New York's Firefighting Women
Women firefighters have served New York City for 30 years, but their numbers are still tiny in comparison to men. Recently a pioneer among them, Brenda Berkman, examined why.
On September 11, firefighters from New York City’s five boroughs made their way to services commemorating their fallen, as they have in former years. As a group, they were easy to spot in navy-blue, worsted wool dress uniforms and bell caps. Much harder to pick out were the women among their suited numbers.
Of the 10,000 firefighters in New York City, only 28 of them are female. That’s an astonishingly small number, especially considering that the percentage of the NYPD that’s female is 18 percent, the female percentage of military personnel currently serving in active duty is 14.6 percent, and that in 1982, the first year that women were allowed into the Fire Department of New York, there were almost twice as many of them as there are today.
In observation of the 30th anniversary of women in the FDNY, a panel of advocates, media members, and firefighters recently convened in New York to reflect on the struggles women in the FDNY have historically faced, as well as to contemplate exactly why women remain such a spare presence in the New York City fire service.
For female firefighters, as for many women in the workforce, the 1964 Civil Rights Act broadened their professional horizons by codifying the prohibition of sex discrimination with regards to employment. But in 1977 women still faced a reality that lagged behind the legislation. That year, under pressure from the city to comply with the act, the FDNY opened its firefighter application process to women for the first time.
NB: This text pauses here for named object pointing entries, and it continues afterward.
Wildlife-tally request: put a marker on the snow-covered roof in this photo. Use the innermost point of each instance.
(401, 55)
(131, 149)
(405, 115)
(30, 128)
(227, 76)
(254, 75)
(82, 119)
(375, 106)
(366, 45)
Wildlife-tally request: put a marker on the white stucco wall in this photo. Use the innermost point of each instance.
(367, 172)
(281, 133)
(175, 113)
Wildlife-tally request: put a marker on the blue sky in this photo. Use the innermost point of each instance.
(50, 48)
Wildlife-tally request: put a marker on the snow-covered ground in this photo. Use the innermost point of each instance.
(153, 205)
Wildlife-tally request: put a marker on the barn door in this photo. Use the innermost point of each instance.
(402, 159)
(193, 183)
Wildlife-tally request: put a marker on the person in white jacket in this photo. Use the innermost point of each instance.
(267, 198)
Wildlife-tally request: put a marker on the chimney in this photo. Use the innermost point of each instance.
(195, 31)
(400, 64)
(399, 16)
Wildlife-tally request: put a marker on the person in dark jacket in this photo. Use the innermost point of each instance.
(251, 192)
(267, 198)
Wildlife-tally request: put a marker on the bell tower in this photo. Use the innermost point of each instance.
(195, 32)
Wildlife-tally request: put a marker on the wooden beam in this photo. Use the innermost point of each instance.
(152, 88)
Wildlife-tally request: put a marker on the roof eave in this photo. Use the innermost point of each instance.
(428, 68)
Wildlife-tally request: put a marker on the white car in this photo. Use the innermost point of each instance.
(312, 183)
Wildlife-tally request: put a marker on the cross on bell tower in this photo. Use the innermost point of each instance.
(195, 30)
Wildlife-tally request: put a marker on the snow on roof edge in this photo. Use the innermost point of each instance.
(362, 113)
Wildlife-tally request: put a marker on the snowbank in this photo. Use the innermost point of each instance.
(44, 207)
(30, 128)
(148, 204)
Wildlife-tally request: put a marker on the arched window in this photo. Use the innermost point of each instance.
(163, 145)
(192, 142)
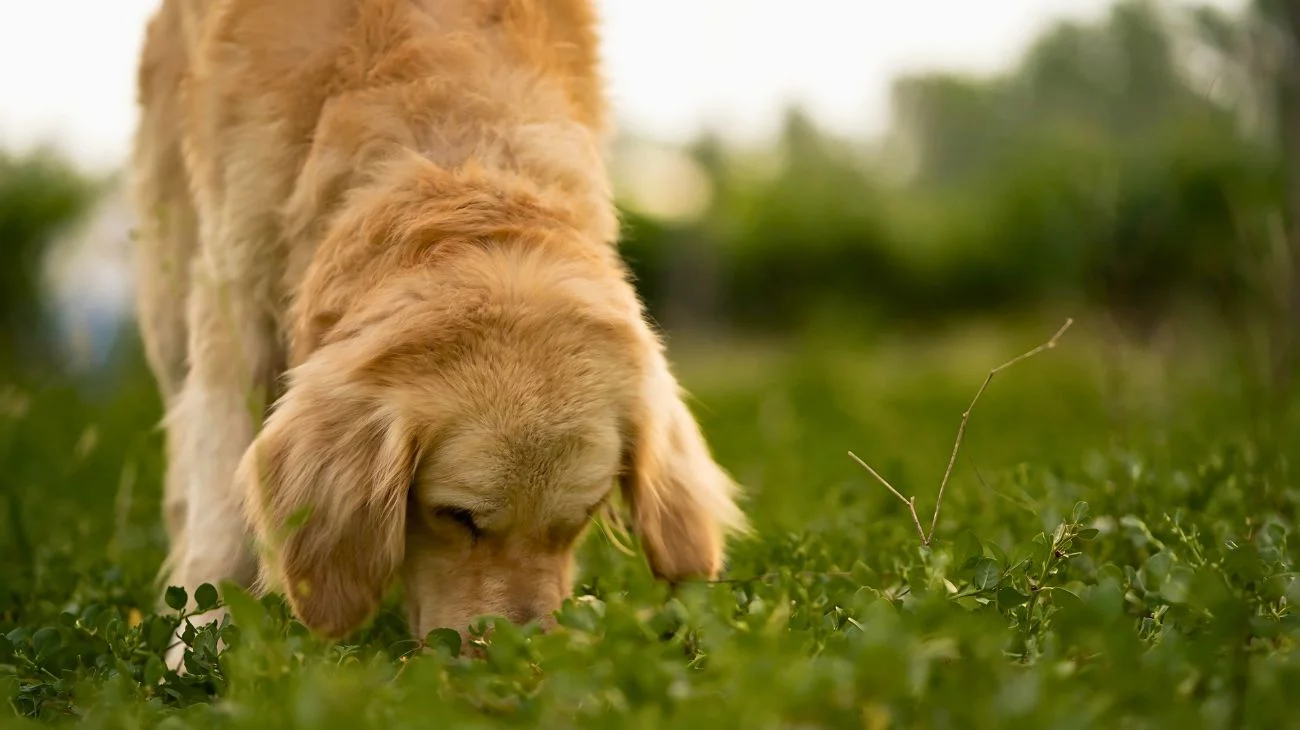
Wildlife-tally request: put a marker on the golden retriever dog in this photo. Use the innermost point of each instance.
(380, 290)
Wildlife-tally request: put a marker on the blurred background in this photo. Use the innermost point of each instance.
(836, 179)
(850, 168)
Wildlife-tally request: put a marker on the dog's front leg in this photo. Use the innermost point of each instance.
(233, 348)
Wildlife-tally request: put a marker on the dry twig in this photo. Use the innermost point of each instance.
(961, 433)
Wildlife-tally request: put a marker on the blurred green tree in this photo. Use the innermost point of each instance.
(39, 194)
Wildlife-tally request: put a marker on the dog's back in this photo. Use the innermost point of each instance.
(259, 117)
(213, 70)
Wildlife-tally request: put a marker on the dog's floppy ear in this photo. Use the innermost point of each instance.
(325, 487)
(681, 502)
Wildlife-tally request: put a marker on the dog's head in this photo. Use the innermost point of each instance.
(462, 431)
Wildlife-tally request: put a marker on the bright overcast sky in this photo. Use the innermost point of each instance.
(66, 66)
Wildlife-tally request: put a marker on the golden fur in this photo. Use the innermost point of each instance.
(381, 296)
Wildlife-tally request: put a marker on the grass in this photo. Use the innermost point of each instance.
(1116, 550)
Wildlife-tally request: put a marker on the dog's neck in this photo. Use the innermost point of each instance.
(545, 183)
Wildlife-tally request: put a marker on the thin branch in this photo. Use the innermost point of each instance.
(966, 417)
(910, 503)
(961, 434)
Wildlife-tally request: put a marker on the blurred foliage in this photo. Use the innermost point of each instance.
(1106, 168)
(1112, 553)
(39, 195)
(1117, 547)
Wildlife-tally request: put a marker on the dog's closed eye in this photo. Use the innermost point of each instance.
(463, 517)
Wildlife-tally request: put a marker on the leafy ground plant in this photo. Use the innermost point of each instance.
(1116, 550)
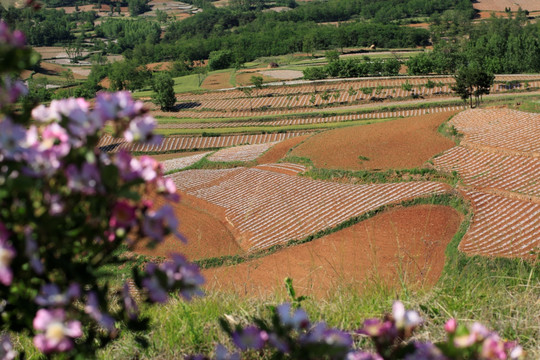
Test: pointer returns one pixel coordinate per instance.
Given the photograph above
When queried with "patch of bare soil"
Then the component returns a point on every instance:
(217, 81)
(401, 245)
(278, 151)
(397, 144)
(205, 228)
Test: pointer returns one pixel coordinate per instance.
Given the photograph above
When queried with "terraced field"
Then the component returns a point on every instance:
(499, 163)
(176, 143)
(269, 208)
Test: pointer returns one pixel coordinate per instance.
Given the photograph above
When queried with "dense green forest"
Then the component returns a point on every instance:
(498, 45)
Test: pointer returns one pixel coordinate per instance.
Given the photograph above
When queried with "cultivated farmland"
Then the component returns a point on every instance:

Five hundred female applicants passed the written test. But the physical test that followed was significantly the most demanding in FDNY history. Of the 90 women who showed up to take it—many others deterred by headlines that unequivocally predicted their failure—not a single one passed.
One of these applicants, Brenda Berkman, enlisted the help of lawyers Laura Sager and Bob King to bring a class-action lawsuit against the city. They argued that the test was not an accurate indicator of whether or not an applicant could complete the tasks required by the job, and that it furthermore had a disparate impact on women vs. men, rendering the hiring process discriminatory.
As an example they cited one component of the test that involved the applicant lifting a 125-pound bag of sand from the floor, throwing it over the shoulder, and running up and down a flight of stairs with it. None of the women were able to do this to satisfaction. But in actual fire scenes, where rooms are filled with intense heat and smoke, to stand is suicide. Firefighters are trained to crawl in and drag people out, a task that most of the women were able to complete.
In 1982 a federal Judge ruled in favor of the female plaintiffs and ordered that a new test be formulated with input from their lawyers. Though the fire department ignored this, consulting only incumbent male firefighters for the test, 42 women nevertheless passed it and began their careers in the fire department.
These careers, however, were for many years characterized by harassment, undue firings, and negative feedback from coworkers. The female firefighters’ air tanks were bled, depriving them of oxygen. Their boots were filled with urine and excrement. They suffered physical and verbal assaults. They weren’t provided equipment that fit them. Brenda Berkman says that the first decade on the job was “pretty horrible,” but that even the year before she retired in 2006 she still suffered some harassment. Though the women in the FDNY today may not suffer abuse to the degree that they once did, the evidence of how welcome they really are lies in their dwindling numbers.
Regina Wilson, a member of the FDNY since 1999 and the current president of the United Women Firefighters (UWF), says that this year, 1,952 women applied to be firefighters. They are just now getting their written scores back. They have not yet taken the physical portion of the test, but in years past, this has been the biggest hurdle for women coming onto the job.
Though the reasons that women aren’t passing the exam are complex, Berkman believes that there are some easily identifiable factors. For example, though efforts to recruit women have improved in recent years, there are still untapped communities that the FDNY should be focusing on. Men cross over to the FDNY from careers in the police department, sanitation, corrections, the military. Women in these fields have already experienced a physically demanding job and need to be recruited more vigorously if the numbers are going to change.
A second factor is that women just don’t have the support that they need in training for the test. While there are all-male fraternal organizations made up of working firefighters that function as resources for men of particular demographics hoping to join FDNY, the Emerald Society (Irish Americans), the Columbia Association (Italian-Americans), the Vulcan Society (African-Americans), and the Hispanic Society, the only comparable resource for women is the UWF. Even though the UWF provides some support in physically training these candidates, the 28 women in the association can only do so much. The UWF needs more monetary assistance from the city if it is going to make a difference in preparing female candidates adequately.
Lastly, Berkman acknowledges the role of public disapproval in inhibiting women from joining the force. She says that the general public has a perception that the firefighting job requires superhuman strength, and that even the most feminist among us hesitate when we think about whom we’d want coming through the door to our rescue. The job of a firefighter she insists “requires strength, endurance, courage, determination, and a no-quit mentality.” One would think that by 2012, we might know that women possess those qualities in equal proportion to men.